Кто он? Чья это извращенная логика: обрадуйся тому, что становишься оборотнем, – и останешься человеком?
А что, если он безумен? Или это я потихоньку схожу с ума, разговаривая с живущим во мне оборотнем? Время работает против меня. Против меня всё, но я не сдамся. Слишком многое поставлено на карту.
Оборотень живет во мне, растет, набирает силы – как росток, который проламывает асфальт, стремясь к солнцу. Росток ни в чем не виноват. Он просто хочет жить – как ты и я.
Поговори со мной, Хино-сан. Скажи мне что-нибудь. Мне так страшно и одиноко в осенней ночи – как и тебе, наверное. Скажи мне что-нибудь, Изуми…
– Карма. Это карма.
В уже привычном полусне мне начал слышаться далекий ритмичный гул, словно где-то шумело море.

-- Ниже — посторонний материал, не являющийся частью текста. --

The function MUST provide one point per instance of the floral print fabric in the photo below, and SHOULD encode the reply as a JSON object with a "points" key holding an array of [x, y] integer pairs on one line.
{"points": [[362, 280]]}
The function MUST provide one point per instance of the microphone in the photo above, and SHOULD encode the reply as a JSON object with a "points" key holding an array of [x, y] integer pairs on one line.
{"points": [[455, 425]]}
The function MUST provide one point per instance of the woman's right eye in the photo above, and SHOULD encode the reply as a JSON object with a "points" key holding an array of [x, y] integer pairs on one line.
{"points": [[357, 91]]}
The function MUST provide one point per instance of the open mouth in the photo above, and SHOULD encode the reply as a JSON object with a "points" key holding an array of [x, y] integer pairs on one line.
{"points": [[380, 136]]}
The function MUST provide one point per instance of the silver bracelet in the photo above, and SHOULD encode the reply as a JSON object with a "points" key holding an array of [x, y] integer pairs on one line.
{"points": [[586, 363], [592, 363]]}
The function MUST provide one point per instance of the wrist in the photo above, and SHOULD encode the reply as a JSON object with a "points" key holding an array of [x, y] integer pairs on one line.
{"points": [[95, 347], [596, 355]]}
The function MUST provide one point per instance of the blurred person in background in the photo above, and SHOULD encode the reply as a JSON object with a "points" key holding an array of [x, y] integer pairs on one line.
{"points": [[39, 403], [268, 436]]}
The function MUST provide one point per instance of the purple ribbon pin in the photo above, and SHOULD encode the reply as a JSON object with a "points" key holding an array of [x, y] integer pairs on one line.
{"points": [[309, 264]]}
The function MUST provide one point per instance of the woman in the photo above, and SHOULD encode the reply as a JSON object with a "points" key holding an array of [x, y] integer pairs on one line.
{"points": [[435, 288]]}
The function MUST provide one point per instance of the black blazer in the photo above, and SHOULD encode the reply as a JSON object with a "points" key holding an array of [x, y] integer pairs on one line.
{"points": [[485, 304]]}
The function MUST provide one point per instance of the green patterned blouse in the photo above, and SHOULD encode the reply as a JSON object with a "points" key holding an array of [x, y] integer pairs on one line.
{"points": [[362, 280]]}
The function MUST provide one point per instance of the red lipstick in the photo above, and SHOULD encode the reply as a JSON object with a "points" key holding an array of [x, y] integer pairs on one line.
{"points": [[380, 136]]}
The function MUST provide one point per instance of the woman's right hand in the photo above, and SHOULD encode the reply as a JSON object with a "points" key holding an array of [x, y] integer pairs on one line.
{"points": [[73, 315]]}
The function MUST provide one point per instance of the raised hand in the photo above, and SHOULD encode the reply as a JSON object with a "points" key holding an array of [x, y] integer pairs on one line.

Он звучал негромко, не делаясь ни слабее, ни сильнее, и в конце концов в нем стали различимы слова.
Я прислушивалась изо всех сил, но смогла уловить только конец фразы:
…о, как тяжко идти, как горько
по тропе ночных сновидений!
Тропа лежала передо мной, как мост из густой серебристой паутины, уходящий вперед и вверх, окруженный со всех сторон тусклым мерцающим светом. Я чувствовала, что там, где-то далеко, меня ждут. И ступила на неожиданно упругую серебряную сеть с тем же чувством, с каким когда-то входила в воду, еще не умея плавать. Я научусь, я смогу, я дойду.
Казалось, я иду по узкому подвесному мосту, который реагировал на всякий мой вздох и любое движение. Сражаясь за каждый шаг, мокрая от пота, я потеряла всякое представление о времени. Очнулась только на опушке леса, куда уходила другая тропа – самая обычная, протоптанная по скудной подсохшей траве. Отступать не было смысла, и я пошла дальше.
Тропа быстро привела в густой лес. Она вилась между деревьями, ныряла в заросли кустарника, от нее постоянно отходили тропки – то узкие, едва видные в полутьме леса, то куда более широкие и утоптанные, чем сама тропа. Я несколько раз сворачивала не туда, утыкалась в непролазную чащу, возвращалась обратно – до тех пор пока боковым зрением не заметила яркое пятно на темном фоне стволов.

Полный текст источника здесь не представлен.